Technisch ist das Verfahren realisierbar und in Pilotprojekten auch erprobt; aber ob es sich auch ökonomisch lohnt, steht in den Sternen. Zudem machen in Deutschland Bürgerinitiativen gegen die Speicherung von CO2 im Untergrund mobil.
Die beratenden Klimaforscher, Ökonomen wie Physiker, unterstützten die Politik aber bei der Verbreitung solch unrealistischer Szenarien, findet Geden. "Man könnte Negativemissionen auch politische Science-Fiction nennen", sagt er im "Spiegel".
Was die Befürworter des Konzepts außerdem verschwiegen, sei die Landfläche, die man benötige, um über negative Emissionen die Erderwärmung zu bremsen: Es seien rund 500 Millionen Hektar, eineinhalb mal die Fläche Indiens, sagt Geden.
500 mha (1.5 times size of India) needed for bioenergy-CCS only a question of political will? http://t.co/FJscUbV0Gx https://t.co/pTH8yG4PTh
— Oliver Geden (@Oliver_Geden) May 6, 2015Die wütenden Reaktionen der Klimaforscher auf Gedens Kritik ließen nicht lange auf sich warten. Der Klimatologe Bill Hare beschuldigte Geden, die Machbarkeit von Technologien zur Emissionsvermeidung herunterzuspielen. "Gedens Anschuldigungen könnten nicht verkehrter sein", sagte er.
Rechnerisch ist alles möglich
Das Zwei-Grad-Ziel sei aus physikalischer Sicht sehr wahrscheinlich noch einzuhalten, schrieb wiederum der berühmte Klimaforscher Michael Mann von der Penn State Universität auf der US-Webseite Buzzfeed. "Die einzigen Hindernisse sind an diesem Punkt der politische Wille, nicht die Physik", schrieb er.

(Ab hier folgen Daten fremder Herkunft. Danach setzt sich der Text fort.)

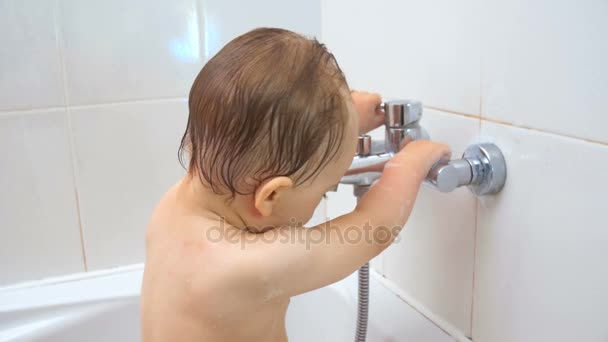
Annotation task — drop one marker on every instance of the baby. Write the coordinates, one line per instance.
(272, 127)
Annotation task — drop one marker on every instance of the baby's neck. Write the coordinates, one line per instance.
(202, 201)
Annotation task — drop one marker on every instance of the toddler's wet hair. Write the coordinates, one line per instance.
(270, 103)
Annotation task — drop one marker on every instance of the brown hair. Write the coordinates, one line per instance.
(270, 103)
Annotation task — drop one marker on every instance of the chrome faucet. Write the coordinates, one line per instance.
(482, 167)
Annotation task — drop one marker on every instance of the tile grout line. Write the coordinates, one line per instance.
(34, 110)
(505, 123)
(59, 43)
(471, 322)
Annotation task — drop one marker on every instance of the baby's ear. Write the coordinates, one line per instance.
(268, 192)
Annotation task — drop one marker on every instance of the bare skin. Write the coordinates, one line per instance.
(202, 283)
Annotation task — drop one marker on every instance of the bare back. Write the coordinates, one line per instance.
(195, 289)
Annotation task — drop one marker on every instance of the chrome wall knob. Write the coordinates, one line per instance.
(482, 168)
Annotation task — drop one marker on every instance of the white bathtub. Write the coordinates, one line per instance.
(103, 306)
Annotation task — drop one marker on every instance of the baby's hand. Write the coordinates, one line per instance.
(368, 107)
(422, 155)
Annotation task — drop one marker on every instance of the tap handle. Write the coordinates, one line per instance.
(399, 113)
(446, 177)
(364, 145)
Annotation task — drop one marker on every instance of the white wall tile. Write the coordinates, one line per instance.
(116, 50)
(126, 160)
(544, 65)
(541, 243)
(342, 202)
(432, 260)
(224, 20)
(30, 74)
(425, 50)
(39, 231)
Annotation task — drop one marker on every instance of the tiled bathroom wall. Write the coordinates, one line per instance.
(530, 263)
(93, 103)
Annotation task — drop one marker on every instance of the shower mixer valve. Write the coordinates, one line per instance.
(482, 167)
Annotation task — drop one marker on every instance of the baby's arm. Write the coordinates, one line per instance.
(333, 250)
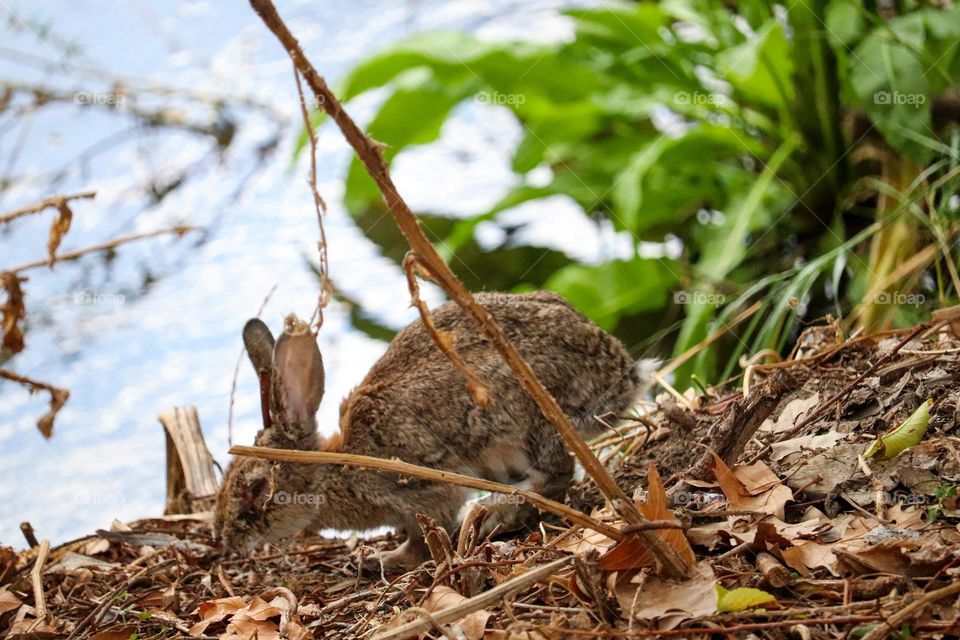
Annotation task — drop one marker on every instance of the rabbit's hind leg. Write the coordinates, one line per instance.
(549, 476)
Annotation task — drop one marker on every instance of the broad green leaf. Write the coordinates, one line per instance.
(607, 291)
(410, 116)
(726, 249)
(844, 23)
(891, 83)
(661, 185)
(761, 69)
(910, 433)
(741, 598)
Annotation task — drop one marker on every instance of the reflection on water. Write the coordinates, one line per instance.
(159, 323)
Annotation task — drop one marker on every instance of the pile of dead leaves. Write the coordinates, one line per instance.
(820, 502)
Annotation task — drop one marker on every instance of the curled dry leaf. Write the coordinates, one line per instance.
(752, 488)
(58, 229)
(12, 311)
(795, 411)
(8, 601)
(631, 553)
(470, 626)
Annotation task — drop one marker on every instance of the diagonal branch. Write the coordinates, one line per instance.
(668, 561)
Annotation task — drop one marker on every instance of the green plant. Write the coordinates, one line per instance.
(808, 159)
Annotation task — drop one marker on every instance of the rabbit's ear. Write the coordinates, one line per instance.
(298, 376)
(259, 343)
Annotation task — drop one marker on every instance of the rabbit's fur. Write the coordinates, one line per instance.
(414, 406)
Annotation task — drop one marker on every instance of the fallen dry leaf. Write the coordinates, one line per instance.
(472, 625)
(631, 552)
(781, 450)
(791, 414)
(670, 602)
(59, 228)
(771, 498)
(12, 311)
(8, 601)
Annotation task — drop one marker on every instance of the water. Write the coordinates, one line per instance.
(159, 325)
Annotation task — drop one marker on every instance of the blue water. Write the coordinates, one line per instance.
(135, 349)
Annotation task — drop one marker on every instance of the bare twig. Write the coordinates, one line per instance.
(36, 579)
(667, 559)
(479, 391)
(53, 201)
(883, 629)
(468, 606)
(58, 397)
(319, 205)
(438, 475)
(179, 231)
(826, 404)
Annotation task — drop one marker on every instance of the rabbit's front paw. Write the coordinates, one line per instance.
(409, 555)
(507, 512)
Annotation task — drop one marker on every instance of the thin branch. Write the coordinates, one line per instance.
(479, 391)
(318, 203)
(893, 623)
(179, 231)
(58, 398)
(36, 578)
(53, 201)
(668, 560)
(468, 606)
(843, 393)
(426, 473)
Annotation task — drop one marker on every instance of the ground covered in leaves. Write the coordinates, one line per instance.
(813, 497)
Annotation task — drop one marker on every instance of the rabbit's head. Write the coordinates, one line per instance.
(262, 501)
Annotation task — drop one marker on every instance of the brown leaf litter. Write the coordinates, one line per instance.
(835, 543)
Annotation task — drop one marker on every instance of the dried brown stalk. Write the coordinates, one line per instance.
(668, 561)
(829, 402)
(325, 288)
(36, 579)
(913, 609)
(179, 231)
(468, 606)
(58, 397)
(12, 312)
(426, 473)
(479, 391)
(53, 201)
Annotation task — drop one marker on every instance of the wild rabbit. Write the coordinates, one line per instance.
(414, 406)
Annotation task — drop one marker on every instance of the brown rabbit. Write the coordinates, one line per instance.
(414, 406)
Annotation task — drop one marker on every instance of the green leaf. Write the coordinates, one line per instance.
(761, 69)
(907, 435)
(844, 23)
(394, 126)
(726, 249)
(891, 83)
(741, 598)
(607, 291)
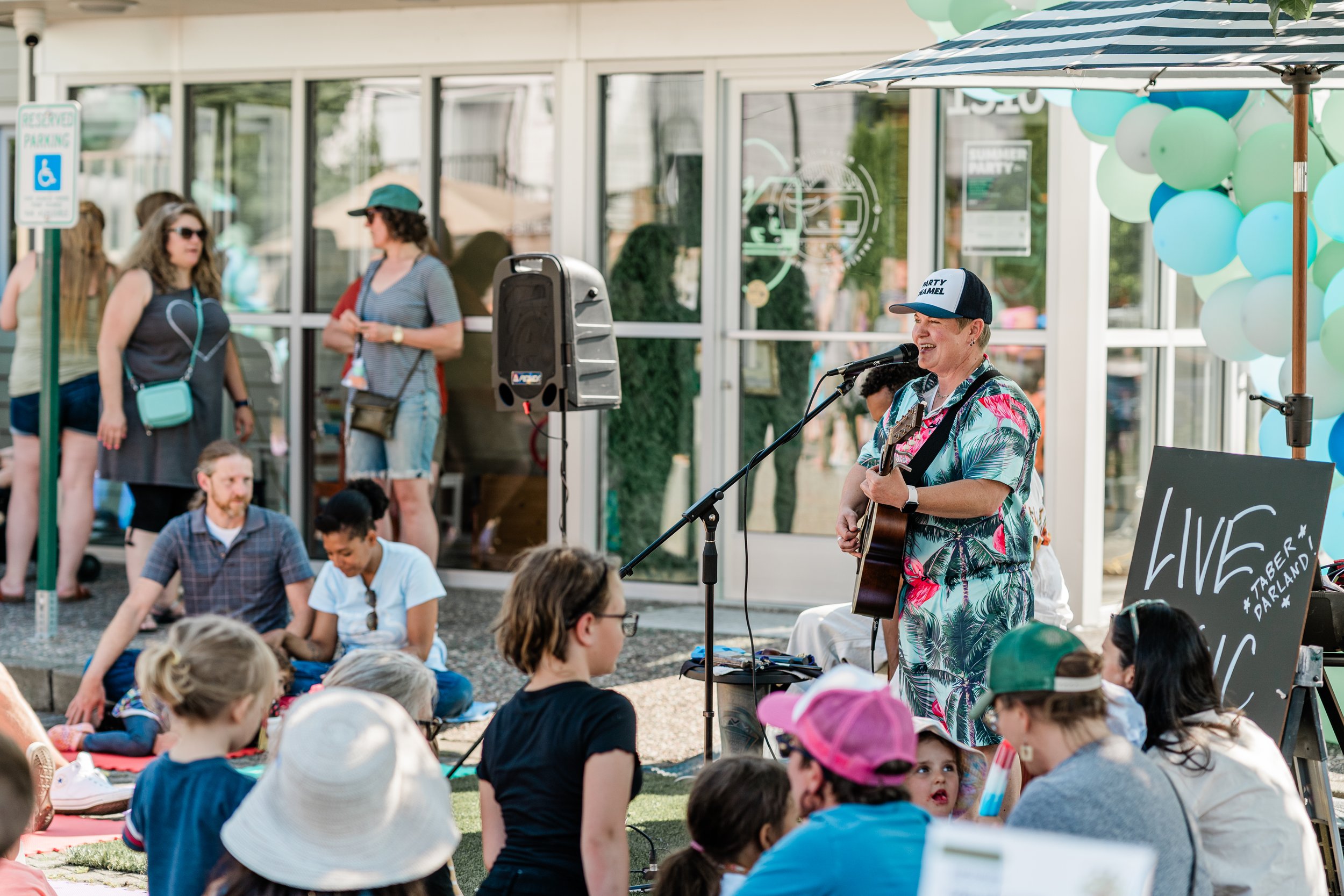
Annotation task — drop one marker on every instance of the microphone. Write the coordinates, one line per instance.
(898, 355)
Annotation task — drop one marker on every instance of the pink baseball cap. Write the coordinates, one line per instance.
(850, 722)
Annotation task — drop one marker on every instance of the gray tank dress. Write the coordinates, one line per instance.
(158, 351)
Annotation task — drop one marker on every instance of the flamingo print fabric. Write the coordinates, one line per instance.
(967, 580)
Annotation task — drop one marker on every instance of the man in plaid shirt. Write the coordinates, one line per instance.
(235, 561)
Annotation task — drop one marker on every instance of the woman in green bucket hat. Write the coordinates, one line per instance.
(405, 319)
(1045, 698)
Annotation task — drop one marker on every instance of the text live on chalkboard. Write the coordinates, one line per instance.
(1233, 540)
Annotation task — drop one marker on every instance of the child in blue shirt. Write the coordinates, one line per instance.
(850, 744)
(217, 680)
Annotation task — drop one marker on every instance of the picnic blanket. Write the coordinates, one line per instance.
(70, 830)
(112, 762)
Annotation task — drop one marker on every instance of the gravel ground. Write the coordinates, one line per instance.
(668, 707)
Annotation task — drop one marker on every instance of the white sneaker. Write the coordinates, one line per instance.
(80, 789)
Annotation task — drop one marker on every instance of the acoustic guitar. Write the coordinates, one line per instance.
(882, 535)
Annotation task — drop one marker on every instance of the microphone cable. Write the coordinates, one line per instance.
(746, 569)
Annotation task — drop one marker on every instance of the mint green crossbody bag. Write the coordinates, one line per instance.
(168, 404)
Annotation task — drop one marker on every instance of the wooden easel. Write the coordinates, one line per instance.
(1305, 754)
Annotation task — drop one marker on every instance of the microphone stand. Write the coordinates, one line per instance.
(707, 512)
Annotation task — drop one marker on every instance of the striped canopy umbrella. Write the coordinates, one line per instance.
(1152, 46)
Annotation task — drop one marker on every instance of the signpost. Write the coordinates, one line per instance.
(46, 175)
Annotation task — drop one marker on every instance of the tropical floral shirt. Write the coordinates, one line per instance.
(968, 582)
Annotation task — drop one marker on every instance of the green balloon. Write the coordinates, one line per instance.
(1329, 261)
(1098, 139)
(1123, 190)
(1264, 168)
(1192, 148)
(1332, 339)
(1332, 120)
(969, 15)
(931, 10)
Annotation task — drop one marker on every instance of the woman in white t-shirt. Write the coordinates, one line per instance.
(373, 594)
(1230, 774)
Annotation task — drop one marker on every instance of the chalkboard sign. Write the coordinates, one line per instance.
(1232, 539)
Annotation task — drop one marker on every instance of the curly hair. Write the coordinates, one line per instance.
(205, 665)
(553, 586)
(890, 377)
(151, 252)
(405, 226)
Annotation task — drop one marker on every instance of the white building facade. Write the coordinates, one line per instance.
(752, 232)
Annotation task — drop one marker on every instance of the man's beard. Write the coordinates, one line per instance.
(232, 507)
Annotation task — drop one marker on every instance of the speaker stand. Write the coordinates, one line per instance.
(707, 512)
(565, 458)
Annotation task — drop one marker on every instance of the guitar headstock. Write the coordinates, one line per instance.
(906, 426)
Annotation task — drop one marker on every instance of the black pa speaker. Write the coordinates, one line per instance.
(553, 331)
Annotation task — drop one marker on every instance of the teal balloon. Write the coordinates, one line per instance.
(1328, 203)
(1332, 536)
(931, 10)
(969, 15)
(1192, 148)
(1195, 232)
(1098, 112)
(1334, 296)
(1329, 261)
(1265, 241)
(1332, 339)
(1225, 103)
(1264, 168)
(1273, 439)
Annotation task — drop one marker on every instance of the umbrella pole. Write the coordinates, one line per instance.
(1299, 417)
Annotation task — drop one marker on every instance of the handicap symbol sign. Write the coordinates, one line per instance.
(46, 173)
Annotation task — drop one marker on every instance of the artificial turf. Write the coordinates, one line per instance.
(659, 812)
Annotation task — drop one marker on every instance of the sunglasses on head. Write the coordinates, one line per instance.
(431, 727)
(789, 744)
(1132, 612)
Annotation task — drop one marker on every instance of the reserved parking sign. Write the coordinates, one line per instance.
(47, 166)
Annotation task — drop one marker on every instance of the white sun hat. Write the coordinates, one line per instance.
(354, 800)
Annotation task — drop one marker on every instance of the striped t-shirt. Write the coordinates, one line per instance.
(424, 297)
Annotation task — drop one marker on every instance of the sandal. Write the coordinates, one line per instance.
(78, 594)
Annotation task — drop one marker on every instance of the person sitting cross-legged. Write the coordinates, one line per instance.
(374, 593)
(235, 561)
(850, 744)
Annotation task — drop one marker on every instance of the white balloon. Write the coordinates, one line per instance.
(1268, 315)
(1259, 112)
(944, 30)
(1206, 284)
(1135, 133)
(1123, 190)
(1221, 321)
(1324, 383)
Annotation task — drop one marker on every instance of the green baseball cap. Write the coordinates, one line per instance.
(390, 197)
(1026, 660)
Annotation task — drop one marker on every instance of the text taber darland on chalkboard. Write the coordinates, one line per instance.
(1233, 540)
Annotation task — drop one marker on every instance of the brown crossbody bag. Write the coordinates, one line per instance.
(370, 412)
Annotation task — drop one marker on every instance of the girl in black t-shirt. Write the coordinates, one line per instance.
(560, 766)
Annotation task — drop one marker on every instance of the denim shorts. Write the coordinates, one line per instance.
(408, 454)
(78, 409)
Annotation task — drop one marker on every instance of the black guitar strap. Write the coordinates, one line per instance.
(929, 450)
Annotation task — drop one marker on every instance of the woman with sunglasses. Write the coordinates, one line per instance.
(373, 593)
(1045, 698)
(165, 323)
(560, 765)
(405, 320)
(1230, 774)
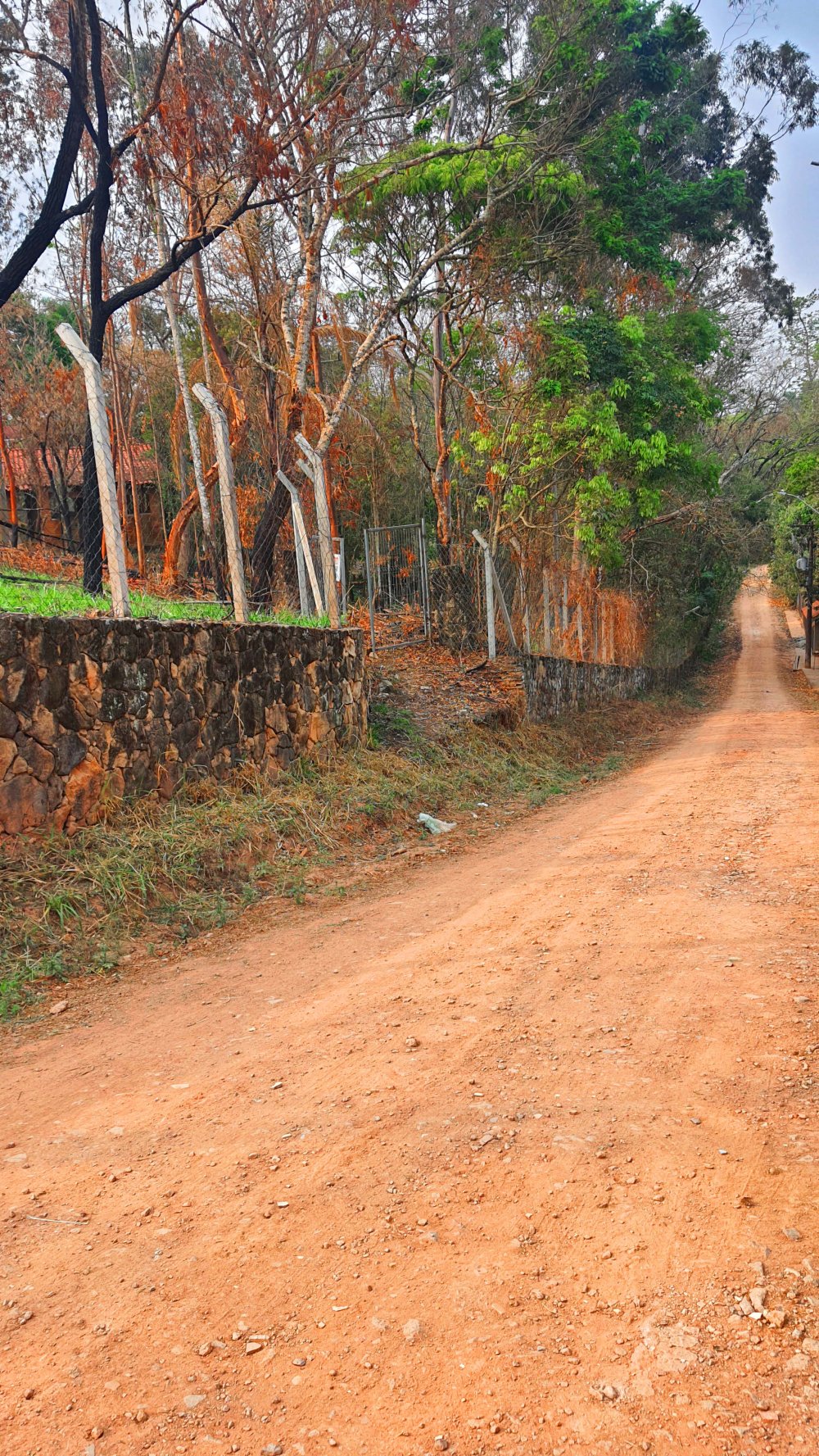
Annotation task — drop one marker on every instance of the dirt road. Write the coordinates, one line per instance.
(481, 1162)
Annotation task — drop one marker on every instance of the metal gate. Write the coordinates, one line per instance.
(397, 584)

Was die Auseinandersetzung zeigt? Ein halbes Jahr vor dem großen Klimagipfel in Paris scheint es unsicherer denn je, ob sich ein gefährlicher Klimawandel tatsächlich noch vermeiden lässt.
In Paris werden die Politiker und Klimaforscher aber gute Mine zum bösen Spiel machen. Sie werden CO2-Reduktionsziele verkünden, die auf den Modellrechnungen der Klimaforscher basieren und vorgeben, die Zwei-Grad-Marke zu halten. Dass die Modellrechnungen reines Wunschdenken sind, werden Forscher wie Politiker geflissentlich ignorieren.